514. DE VOLTAIRE.
Ferney, 28 mars 1775.
Sire, toutes les fois que j'écris à Votre Majesté sur des affaires un peu sérieuses, je tremble comme nos régiments à Rossbach. Mais votre bonté et votre magnanimité me rassurent.
Je vous supplie de daigner lire dans un de vos moments de loisir, si vous en avez, le mémoire de d'Étallonde;a il est entièrement fondé sur les pièces originales qu'on nous cachait, et qui nous sont enfin parvenues. Vous verrez dans cette affaire, pire que celle des Calas et des Sirven, à quel point les Velches sont quelquefois frivoles et atroces; vous y verrez à la fois l'imbécillité du Pierrot de la foire, et la barbarie de la Saint-Barthélemy. Ce n'est pas que la bonne compagnie de Paris ne soit infiniment estimable; mais souvent ceux qu'on appelle magistrats sont l'opposé de la bonne compagnie.
J'ose croire que la lecture de ce mémoire vous fera frémir d'horreur. Nous avons résolu d'envoyer ce mémoire non seulement aux avocats de Paris, mais à tous les jurisconsultes de l'Europe. Notre dessein est de nous en tenir à leur décision. D'Étallonde, ayant pris, avec votre permission, le titre de votre aide de camp et de votre ingénieur, ne doit ni demander grâce à un garde des sceaux, ni s'avilir jusqu'à se mettre en prison pour faire casser son arrêt.

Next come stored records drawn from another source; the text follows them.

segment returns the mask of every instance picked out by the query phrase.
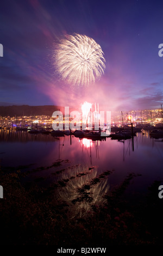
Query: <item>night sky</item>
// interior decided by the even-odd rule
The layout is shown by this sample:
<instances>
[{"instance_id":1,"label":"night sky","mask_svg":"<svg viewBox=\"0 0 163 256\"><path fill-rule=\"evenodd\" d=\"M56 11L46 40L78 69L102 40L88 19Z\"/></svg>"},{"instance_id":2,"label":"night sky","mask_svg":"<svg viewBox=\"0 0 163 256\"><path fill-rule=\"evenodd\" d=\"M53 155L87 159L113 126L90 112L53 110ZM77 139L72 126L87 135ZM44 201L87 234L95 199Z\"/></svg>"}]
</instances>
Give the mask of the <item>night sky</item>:
<instances>
[{"instance_id":1,"label":"night sky","mask_svg":"<svg viewBox=\"0 0 163 256\"><path fill-rule=\"evenodd\" d=\"M162 25L161 1L1 1L0 105L160 108ZM104 75L87 87L62 83L53 65L54 45L74 33L93 38L104 53Z\"/></svg>"}]
</instances>

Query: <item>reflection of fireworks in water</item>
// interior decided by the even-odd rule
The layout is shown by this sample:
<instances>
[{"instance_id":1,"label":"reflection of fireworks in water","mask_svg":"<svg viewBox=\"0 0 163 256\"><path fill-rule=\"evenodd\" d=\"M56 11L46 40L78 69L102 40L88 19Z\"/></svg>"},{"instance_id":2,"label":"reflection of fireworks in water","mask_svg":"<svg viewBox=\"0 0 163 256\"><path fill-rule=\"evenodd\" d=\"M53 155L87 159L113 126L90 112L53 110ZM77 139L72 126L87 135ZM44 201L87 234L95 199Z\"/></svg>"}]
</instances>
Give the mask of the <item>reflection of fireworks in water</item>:
<instances>
[{"instance_id":1,"label":"reflection of fireworks in water","mask_svg":"<svg viewBox=\"0 0 163 256\"><path fill-rule=\"evenodd\" d=\"M105 69L103 52L86 35L67 35L58 46L54 64L62 80L73 86L89 86L99 80Z\"/></svg>"},{"instance_id":2,"label":"reflection of fireworks in water","mask_svg":"<svg viewBox=\"0 0 163 256\"><path fill-rule=\"evenodd\" d=\"M93 142L91 139L88 139L85 138L83 138L82 141L82 145L84 146L85 148L90 148L93 146Z\"/></svg>"},{"instance_id":3,"label":"reflection of fireworks in water","mask_svg":"<svg viewBox=\"0 0 163 256\"><path fill-rule=\"evenodd\" d=\"M92 104L85 101L82 106L83 122L86 123L89 118L89 114L90 112ZM89 120L88 120L89 121Z\"/></svg>"},{"instance_id":4,"label":"reflection of fireworks in water","mask_svg":"<svg viewBox=\"0 0 163 256\"><path fill-rule=\"evenodd\" d=\"M91 211L91 205L99 205L106 201L104 196L108 193L110 188L107 177L90 186L92 180L98 179L97 168L93 167L87 170L88 167L81 166L71 169L71 176L75 178L70 180L65 187L59 188L56 194L59 202L65 202L69 205L69 214L72 218L81 217ZM68 173L65 173L62 178L66 179L68 176ZM84 186L87 186L87 189L82 192ZM76 202L74 204L73 201Z\"/></svg>"}]
</instances>

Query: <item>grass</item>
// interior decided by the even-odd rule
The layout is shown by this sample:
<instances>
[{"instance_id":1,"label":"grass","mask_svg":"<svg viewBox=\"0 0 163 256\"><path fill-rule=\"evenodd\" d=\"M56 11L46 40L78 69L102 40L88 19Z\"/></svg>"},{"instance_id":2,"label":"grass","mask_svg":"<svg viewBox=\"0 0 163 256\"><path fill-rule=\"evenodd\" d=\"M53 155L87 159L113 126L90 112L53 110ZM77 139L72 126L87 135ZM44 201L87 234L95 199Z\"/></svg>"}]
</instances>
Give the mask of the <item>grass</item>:
<instances>
[{"instance_id":1,"label":"grass","mask_svg":"<svg viewBox=\"0 0 163 256\"><path fill-rule=\"evenodd\" d=\"M131 172L111 189L109 178L115 170L99 174L97 167L71 167L53 172L55 179L48 186L40 185L45 177L30 179L30 172L21 168L1 170L1 245L162 244L160 181L151 185L136 202L128 200L124 195L135 174Z\"/></svg>"}]
</instances>

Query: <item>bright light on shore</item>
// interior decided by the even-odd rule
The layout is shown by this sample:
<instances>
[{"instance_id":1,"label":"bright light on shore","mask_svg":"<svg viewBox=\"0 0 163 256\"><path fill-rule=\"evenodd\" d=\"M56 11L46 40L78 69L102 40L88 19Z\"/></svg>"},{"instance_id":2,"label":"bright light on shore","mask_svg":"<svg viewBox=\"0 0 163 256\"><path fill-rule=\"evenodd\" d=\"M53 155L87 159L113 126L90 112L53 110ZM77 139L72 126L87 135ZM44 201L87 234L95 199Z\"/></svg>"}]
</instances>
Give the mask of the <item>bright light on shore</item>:
<instances>
[{"instance_id":1,"label":"bright light on shore","mask_svg":"<svg viewBox=\"0 0 163 256\"><path fill-rule=\"evenodd\" d=\"M92 104L89 102L85 101L83 105L82 106L82 115L83 118L84 120L86 120L86 119L88 117L88 114L90 111L90 109L92 107Z\"/></svg>"}]
</instances>

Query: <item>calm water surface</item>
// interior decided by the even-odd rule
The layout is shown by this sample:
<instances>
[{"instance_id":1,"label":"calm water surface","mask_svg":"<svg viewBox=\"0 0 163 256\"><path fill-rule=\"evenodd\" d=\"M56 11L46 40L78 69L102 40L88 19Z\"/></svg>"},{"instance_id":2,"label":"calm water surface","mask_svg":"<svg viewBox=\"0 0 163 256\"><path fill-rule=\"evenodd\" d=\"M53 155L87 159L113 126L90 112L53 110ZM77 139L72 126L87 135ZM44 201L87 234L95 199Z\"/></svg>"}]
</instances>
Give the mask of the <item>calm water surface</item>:
<instances>
[{"instance_id":1,"label":"calm water surface","mask_svg":"<svg viewBox=\"0 0 163 256\"><path fill-rule=\"evenodd\" d=\"M163 180L163 142L150 138L148 132L137 133L134 151L131 139L92 141L72 136L71 141L70 136L55 137L14 130L0 130L0 164L4 167L33 164L36 168L64 160L61 166L41 172L51 181L54 179L54 172L78 164L96 166L97 175L114 170L108 179L110 186L120 184L130 173L141 174L131 182L130 193L142 192L154 180Z\"/></svg>"}]
</instances>

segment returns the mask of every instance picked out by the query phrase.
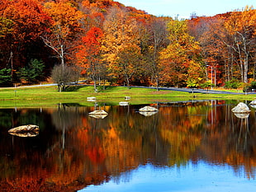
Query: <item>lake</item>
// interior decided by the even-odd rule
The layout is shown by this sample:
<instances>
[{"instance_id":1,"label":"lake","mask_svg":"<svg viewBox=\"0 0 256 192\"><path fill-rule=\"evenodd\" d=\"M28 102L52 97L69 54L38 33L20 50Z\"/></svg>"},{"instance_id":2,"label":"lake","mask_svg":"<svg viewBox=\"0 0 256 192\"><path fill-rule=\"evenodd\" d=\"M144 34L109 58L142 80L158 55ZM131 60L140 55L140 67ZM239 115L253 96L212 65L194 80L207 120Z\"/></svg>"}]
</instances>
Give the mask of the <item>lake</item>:
<instances>
[{"instance_id":1,"label":"lake","mask_svg":"<svg viewBox=\"0 0 256 192\"><path fill-rule=\"evenodd\" d=\"M1 109L0 191L256 191L255 110L235 115L236 104ZM8 133L24 124L39 134Z\"/></svg>"}]
</instances>

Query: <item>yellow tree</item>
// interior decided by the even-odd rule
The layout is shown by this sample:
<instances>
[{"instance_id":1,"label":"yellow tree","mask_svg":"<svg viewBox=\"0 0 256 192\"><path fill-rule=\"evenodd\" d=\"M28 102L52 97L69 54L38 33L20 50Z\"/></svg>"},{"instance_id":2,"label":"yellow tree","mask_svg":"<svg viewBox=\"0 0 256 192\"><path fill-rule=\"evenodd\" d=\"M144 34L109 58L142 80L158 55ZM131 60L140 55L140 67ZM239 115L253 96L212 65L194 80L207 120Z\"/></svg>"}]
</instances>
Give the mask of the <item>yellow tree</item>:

Si vous daignez seulement nous faire avoir l'avis de votre chancelier, ou celui d'un de vos premiers juges, cette décision, jointe à celles que nous espérons avoir à Naples, à Milan et à Londres, sera assez authentique pour ne faire retomber l'opprobre de l'horrible jugement contre d'Étallonde et le chevalier de La Barre que sur les assassins qui les ont condamnés. C'est une nouvelle manière de demander justice; mais si V. M. l'approuve, je la crois très-bonne et
a Le Cri du sang innocent. Voyez ci-dessus, p. 349.